As head of drama at BBC Wales, Caleb rejected a series about social workers called The Gatekeeper. However, it later surfaced in 1999 as Jack of Hearts. The social services setting was dumped and the main character had become a probation officer. Despite these supposedly audience-friendly changes, it was a ratings disaster. On 8 September 1999 it managed only 1.9 million viewers, a record low.
With no serials to milk, could one-off dramas provide a more wholesome alternative? Prendiville believes that social workers "get a lousy press, a better TV and an even better radio." Caleb agrees that TV can be sympathetic to the profession. She cites When I Was 12 - a drama documentary about a runaway girl. "The social worker in that was a real social worker and was adviser to the film," she says. "He was portrayed in a very positive light. His scenes were brief but potent."

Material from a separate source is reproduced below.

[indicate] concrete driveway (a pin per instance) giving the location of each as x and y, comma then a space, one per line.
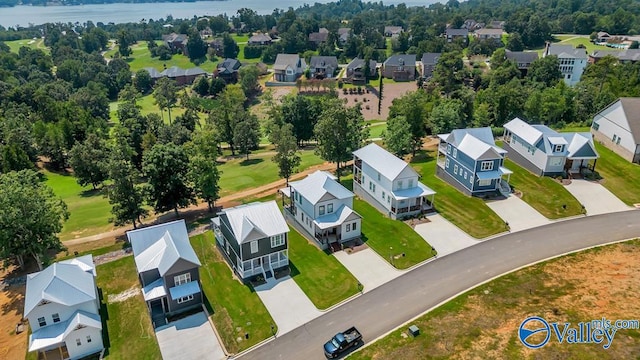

Caleb is working on three single dramas covering a young offenders institution, a drug rehabilitation unit and a halfway house for "mentally unstable people". Ironically, in all three stories social services plays no part. This is probably more worrying than being portrayed incorrectly. "They're not seen as part of problem-solving. So they're just not there," says Caleb.
Television is much more a business than a creative process, and those who run television are driven by audience share, says Kelleher. "There are more channels and possibly less variety, less risk. It's quite unusual that a programme like Care was made in the first place."
Prendiville was drawn to Care by a mixture of emotions: pity, anger, despair - and a feeling that somewhere in the unremitting darkness there was a huge story that had to be told and voices that had to be heard.
"What helped," he continues, "was realising that Care wasn't a film about abuse at all, it was about the legacy of abuse. How do you behave if you have suffered such evil? I didn't suppose an absolute truth, simply that in one particular case, love didn't conquer all. Sometimes evil triumphs."
So, with drama almost a closed set, what about factual programming? Workplace, fly-on-the-wall documentaries have been buzzing around our screens in recent years. But here, for social services, the big problem is confidentiality. "It's that much more difficult with this area because a social worker is nothing without a client," says Kelleher. "And that [means] members of the public. Frequently it's children - and that's an absolute no-no."
In 1995 Oxley worked on a successful documentary on adoption in the London Borough of Hackney - Playing God - for BBC2's Modern Times. "They were very suspicious of us - perhaps rightly so," he recalls. "But we filmed for a year and it took about three months to break down the barriers. Some were really good but a number of people lived down to their image."
Oxley's fear for social work's case is more real than most. He has tried - and failed - to get a drama series off the ground. "There was potential. We even had an influential producer on board but were told that nobody wants to watch social workers."
Many would argue that television is too dumbed-down for such a series. As evidence Oxley points to the tag-line for Footballers' Wives: "They're young, sexy and rich..." Do the same for social work in six words, he challenges. But perhaps "A Volvo. A tank-top. A beard," will only cause the nation's pulses to race as they search for the remote to switch over.
However, there might be one way to succeed in getting social services onto the screen and into the nation's hearts. And that is comedy. In a recent interview, a senior officer at Bedford prison said: "Of all the TV programmes I've ever seen on prisons, there's only one that's ever been remotely true to life. Porridge." It's only a matter of timeÉ
And if programme-makers think this is "not good", perhaps we should insist on speaking to their superiors.